Only beta-beta cross-links form when the alpha(3)(betaE(395)C)(3)gammaK(36)C (MF1 residue numbers) double mutant subcomplex of TF1, the F-1-ATPase from the thermophilic Bacillus PS3, is slowly inactivated with CuCl2 in the presence or absence of MgATP. The same slow rate of inactivation and extent of beta-beta cross-linking occur upon treatment of the alpha(3)(betaE(395)C)(3)gamma single mutant subcomplex with CuCl2 under the same conditions. In contrast, the alpha(3)(betaE(395)C)(3)gammaR(33)C and alpha(3)(betaE(395)C)(3)gammaR(75)C double mutant subcomplexes of TF1 are rapidly inactivated by CuCl2 under the same conditions that is accompanied by complete beta-gamma cross-linking.

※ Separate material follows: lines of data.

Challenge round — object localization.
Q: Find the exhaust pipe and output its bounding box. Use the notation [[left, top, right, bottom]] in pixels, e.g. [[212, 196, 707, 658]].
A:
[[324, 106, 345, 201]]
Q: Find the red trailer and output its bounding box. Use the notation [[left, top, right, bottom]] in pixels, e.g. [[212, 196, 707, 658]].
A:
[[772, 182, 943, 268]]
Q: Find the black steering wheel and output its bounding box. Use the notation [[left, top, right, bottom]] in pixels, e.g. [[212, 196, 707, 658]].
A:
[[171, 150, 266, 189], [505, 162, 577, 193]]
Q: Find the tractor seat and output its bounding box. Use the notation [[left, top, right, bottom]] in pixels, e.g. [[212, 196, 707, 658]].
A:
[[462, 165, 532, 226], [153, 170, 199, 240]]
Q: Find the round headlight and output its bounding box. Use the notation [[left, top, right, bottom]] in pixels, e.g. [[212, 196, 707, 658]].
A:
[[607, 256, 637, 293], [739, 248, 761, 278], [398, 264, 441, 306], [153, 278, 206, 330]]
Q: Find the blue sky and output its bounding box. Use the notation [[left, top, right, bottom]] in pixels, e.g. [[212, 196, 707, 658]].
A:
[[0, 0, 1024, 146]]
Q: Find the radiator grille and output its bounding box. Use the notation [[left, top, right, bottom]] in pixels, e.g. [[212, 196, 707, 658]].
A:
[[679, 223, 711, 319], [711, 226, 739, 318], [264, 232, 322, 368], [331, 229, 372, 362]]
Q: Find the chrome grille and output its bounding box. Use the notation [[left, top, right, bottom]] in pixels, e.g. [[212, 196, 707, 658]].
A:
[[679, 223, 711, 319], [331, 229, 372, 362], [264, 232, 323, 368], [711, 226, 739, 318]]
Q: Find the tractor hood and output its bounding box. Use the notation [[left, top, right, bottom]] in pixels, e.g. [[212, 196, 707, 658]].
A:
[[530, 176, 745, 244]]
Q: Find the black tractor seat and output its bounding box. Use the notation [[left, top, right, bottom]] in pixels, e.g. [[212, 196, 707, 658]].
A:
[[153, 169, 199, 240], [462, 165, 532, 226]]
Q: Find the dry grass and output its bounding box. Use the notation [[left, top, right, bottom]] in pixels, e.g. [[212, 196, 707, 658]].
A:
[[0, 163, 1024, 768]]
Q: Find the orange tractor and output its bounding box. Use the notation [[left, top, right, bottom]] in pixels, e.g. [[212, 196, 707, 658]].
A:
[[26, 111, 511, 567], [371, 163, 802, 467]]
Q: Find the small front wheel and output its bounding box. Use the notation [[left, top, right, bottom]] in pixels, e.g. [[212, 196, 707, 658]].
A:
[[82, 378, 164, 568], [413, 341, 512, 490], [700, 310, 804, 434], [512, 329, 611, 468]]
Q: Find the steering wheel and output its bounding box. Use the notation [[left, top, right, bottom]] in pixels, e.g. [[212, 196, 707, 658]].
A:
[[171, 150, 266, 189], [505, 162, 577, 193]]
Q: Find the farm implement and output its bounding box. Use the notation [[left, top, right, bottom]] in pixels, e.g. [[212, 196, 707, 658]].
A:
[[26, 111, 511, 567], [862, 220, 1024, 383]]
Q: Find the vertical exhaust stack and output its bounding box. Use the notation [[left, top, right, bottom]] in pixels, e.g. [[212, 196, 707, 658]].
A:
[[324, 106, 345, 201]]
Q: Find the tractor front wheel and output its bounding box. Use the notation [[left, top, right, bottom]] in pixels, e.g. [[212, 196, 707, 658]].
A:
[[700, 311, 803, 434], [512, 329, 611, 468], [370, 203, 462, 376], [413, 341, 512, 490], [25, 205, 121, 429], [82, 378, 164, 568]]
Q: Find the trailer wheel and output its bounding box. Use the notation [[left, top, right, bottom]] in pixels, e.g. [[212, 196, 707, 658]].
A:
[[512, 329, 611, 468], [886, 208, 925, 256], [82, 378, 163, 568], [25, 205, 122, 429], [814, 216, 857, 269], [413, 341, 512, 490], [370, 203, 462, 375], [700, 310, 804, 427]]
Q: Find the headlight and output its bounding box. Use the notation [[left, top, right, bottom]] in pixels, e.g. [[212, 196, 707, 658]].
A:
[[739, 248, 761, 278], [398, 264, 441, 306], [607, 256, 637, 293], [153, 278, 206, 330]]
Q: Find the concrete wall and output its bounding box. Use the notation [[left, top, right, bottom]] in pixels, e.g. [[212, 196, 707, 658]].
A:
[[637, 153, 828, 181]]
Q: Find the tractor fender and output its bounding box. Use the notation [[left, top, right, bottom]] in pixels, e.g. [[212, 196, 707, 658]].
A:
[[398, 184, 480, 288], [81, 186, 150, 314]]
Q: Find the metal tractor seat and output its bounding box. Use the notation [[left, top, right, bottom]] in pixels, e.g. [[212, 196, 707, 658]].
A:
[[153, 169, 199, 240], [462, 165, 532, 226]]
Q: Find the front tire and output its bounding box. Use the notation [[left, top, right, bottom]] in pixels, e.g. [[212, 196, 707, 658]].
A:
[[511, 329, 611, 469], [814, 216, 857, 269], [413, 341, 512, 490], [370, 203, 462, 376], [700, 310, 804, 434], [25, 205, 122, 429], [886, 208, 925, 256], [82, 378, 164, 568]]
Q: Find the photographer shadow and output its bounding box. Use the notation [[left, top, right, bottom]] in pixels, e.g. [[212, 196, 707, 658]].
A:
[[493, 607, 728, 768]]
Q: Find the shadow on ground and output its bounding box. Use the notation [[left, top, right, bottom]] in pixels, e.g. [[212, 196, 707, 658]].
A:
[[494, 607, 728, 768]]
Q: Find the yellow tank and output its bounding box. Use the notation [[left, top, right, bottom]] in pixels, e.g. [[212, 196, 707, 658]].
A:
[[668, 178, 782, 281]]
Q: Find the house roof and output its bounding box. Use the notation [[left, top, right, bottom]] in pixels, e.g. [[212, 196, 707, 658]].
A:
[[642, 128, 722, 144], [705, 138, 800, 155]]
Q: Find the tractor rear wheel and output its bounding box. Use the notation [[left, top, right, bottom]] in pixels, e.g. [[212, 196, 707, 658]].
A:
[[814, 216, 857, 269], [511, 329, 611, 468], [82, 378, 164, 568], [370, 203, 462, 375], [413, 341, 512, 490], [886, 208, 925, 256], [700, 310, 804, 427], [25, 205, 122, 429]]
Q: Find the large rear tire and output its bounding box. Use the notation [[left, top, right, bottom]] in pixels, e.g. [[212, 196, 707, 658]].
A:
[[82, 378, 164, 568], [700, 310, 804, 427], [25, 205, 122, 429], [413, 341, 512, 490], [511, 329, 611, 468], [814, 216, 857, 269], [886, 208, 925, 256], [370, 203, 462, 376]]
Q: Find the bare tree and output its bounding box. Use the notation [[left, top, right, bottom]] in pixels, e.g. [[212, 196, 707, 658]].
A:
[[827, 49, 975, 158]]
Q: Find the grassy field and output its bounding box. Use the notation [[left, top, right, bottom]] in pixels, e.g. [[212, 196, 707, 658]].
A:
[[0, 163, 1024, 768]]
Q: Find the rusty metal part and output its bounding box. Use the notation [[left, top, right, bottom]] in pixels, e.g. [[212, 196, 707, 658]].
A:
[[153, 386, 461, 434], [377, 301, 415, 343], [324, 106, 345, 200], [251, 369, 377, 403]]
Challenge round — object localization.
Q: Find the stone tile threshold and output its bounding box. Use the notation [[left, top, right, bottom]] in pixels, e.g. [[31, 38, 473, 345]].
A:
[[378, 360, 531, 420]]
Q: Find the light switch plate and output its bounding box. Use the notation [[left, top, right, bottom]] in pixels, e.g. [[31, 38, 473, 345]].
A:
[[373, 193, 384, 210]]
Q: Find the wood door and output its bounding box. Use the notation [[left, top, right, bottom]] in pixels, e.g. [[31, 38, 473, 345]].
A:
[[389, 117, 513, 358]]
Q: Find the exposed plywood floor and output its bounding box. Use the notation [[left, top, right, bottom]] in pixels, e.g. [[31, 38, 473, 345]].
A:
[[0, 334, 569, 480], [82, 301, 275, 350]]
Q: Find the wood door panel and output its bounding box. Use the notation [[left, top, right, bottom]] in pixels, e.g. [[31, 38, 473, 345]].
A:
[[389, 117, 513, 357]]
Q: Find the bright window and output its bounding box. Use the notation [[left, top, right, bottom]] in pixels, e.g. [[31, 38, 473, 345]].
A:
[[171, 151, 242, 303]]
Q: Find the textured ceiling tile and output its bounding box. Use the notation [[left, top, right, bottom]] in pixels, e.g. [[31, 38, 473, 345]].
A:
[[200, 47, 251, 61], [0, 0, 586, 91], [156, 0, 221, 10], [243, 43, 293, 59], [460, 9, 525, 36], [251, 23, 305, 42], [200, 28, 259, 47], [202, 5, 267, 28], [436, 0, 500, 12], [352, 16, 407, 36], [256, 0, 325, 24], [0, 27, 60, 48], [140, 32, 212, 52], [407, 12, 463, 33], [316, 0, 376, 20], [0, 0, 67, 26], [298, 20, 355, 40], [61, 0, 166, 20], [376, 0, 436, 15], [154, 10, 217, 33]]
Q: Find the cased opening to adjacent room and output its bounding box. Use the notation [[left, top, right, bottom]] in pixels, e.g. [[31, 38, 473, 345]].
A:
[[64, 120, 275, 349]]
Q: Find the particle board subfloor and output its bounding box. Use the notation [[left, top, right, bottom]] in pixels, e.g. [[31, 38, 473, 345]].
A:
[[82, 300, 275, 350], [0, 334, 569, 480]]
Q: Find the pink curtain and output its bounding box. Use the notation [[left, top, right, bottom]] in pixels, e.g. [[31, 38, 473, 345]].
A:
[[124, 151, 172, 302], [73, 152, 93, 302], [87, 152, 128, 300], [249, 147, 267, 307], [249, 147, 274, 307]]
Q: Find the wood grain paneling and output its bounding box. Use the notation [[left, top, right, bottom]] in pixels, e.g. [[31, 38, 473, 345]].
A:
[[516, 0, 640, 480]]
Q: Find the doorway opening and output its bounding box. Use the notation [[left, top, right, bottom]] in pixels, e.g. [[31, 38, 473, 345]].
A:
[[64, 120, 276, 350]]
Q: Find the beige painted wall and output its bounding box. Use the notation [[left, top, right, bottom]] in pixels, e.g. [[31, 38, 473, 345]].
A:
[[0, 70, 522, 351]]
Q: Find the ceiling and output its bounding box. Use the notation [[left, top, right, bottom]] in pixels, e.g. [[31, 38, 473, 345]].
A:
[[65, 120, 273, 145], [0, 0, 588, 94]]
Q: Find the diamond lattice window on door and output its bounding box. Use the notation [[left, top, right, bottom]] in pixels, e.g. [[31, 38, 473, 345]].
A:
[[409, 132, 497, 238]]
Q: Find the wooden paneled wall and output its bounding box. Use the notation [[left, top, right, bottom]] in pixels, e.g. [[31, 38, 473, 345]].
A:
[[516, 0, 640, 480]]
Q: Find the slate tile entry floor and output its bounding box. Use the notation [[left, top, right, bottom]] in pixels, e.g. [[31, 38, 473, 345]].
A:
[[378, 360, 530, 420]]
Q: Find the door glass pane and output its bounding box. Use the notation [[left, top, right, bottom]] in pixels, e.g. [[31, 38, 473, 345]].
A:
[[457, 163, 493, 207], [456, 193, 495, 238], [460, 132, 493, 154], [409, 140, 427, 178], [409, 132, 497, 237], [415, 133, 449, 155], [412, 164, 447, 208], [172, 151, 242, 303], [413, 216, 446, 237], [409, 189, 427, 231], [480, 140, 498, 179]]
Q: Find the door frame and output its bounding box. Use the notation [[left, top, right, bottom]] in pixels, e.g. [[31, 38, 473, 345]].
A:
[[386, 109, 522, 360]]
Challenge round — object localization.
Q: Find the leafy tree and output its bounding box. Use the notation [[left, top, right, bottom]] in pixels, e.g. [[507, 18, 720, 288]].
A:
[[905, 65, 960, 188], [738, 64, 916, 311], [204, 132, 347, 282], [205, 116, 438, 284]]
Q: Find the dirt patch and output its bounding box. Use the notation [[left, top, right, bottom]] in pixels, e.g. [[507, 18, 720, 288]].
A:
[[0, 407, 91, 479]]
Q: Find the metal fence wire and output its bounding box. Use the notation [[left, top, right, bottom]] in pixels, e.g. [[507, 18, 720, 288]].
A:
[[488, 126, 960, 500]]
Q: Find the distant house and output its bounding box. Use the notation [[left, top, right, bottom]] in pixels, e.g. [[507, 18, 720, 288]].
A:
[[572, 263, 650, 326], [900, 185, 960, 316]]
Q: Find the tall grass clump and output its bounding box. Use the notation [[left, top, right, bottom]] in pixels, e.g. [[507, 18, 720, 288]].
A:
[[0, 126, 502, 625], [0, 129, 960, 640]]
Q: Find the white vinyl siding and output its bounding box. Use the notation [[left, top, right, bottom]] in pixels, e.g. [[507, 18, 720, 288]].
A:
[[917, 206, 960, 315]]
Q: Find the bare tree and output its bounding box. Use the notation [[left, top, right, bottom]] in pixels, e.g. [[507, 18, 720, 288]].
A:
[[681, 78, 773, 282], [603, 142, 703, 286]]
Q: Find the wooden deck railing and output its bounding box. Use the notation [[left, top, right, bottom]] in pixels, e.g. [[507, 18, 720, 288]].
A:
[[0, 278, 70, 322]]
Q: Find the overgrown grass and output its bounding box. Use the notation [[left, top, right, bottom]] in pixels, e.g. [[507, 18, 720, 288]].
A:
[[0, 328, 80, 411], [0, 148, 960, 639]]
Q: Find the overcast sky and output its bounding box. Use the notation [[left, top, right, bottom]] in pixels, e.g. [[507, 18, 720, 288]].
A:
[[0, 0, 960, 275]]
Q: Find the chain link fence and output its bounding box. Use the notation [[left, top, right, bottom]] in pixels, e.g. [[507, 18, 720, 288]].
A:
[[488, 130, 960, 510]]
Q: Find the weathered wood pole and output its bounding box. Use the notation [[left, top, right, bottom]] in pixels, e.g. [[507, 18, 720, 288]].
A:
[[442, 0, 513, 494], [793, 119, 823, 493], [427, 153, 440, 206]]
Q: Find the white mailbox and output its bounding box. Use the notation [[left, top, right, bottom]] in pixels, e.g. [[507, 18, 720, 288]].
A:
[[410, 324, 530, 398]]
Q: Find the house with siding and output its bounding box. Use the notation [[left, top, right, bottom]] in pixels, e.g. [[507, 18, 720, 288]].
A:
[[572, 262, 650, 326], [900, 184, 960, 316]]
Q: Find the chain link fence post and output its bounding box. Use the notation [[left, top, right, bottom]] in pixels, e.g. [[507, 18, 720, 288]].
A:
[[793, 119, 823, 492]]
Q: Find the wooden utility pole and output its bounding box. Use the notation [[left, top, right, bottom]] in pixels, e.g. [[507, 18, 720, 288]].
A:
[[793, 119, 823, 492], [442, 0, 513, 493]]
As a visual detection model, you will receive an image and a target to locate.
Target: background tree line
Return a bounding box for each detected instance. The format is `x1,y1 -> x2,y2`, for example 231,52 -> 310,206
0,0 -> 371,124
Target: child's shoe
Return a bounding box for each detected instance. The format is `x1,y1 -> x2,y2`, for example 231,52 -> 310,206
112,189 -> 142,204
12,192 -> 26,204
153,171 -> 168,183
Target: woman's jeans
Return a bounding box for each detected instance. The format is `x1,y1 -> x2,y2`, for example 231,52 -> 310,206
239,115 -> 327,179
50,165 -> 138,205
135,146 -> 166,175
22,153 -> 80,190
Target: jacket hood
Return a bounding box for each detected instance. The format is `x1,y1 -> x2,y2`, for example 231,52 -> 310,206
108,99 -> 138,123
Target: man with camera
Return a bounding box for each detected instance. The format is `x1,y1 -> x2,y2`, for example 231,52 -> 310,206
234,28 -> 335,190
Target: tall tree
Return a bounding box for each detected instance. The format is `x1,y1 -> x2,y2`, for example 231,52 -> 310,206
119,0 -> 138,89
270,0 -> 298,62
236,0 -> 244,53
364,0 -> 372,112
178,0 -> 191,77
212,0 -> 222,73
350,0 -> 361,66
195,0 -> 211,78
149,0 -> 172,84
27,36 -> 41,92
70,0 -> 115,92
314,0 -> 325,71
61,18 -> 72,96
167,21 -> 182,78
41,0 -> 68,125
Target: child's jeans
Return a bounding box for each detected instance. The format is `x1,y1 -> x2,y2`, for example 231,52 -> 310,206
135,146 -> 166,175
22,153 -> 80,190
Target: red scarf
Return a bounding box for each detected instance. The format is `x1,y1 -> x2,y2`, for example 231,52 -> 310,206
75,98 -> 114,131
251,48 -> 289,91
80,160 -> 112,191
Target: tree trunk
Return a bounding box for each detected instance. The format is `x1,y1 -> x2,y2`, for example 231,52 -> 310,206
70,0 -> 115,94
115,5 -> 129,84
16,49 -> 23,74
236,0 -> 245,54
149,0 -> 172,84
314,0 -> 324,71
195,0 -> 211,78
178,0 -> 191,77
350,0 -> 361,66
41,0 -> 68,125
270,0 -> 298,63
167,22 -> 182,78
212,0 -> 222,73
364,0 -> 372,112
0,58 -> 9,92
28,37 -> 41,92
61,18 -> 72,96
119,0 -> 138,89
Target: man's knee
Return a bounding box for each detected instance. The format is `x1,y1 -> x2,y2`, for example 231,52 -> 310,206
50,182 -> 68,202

The ATPase activity of each mutant enzyme containing the betaE(395)C substitution is stimulated to a much greater extent by the nonionic detergent lauryldimethylamine oxide (LDAO) than wild-type enzyme, whereas the ATPase activities of the gammaR(33)C, gammaK(36)C, and gammaR(75)C single mutants are stimulated to about the same extent as wild-type enzyme by LDAO. This indicates that the (EC)-C-395 substitution in the (DELSEED400)-D-394 segment of beta subunits increases propensity of the enzyme to entrap inhibitory MgADP in a catalytic site during turnover. These results are discussed in perspective with (i) the ionic track predicted from molecular dynamics simulations to operate during energy-driven ATP synthesis by MF1, the F-1-ATPase from bovine heart mitochondria [Ma, J., Flynn, T. C., Cui, Q., Leslie, A. G. W., Walker, J. E., and Karplus, M. (2002) Structure 10, 921-931]; and (ii) the possibility that the betaE(395)C substitution might induce a global effect that alters affinity of noncatalytic sites for nucleotides or alters communication between noncatalytic sites and catalytic sites during ATP hydrolysis.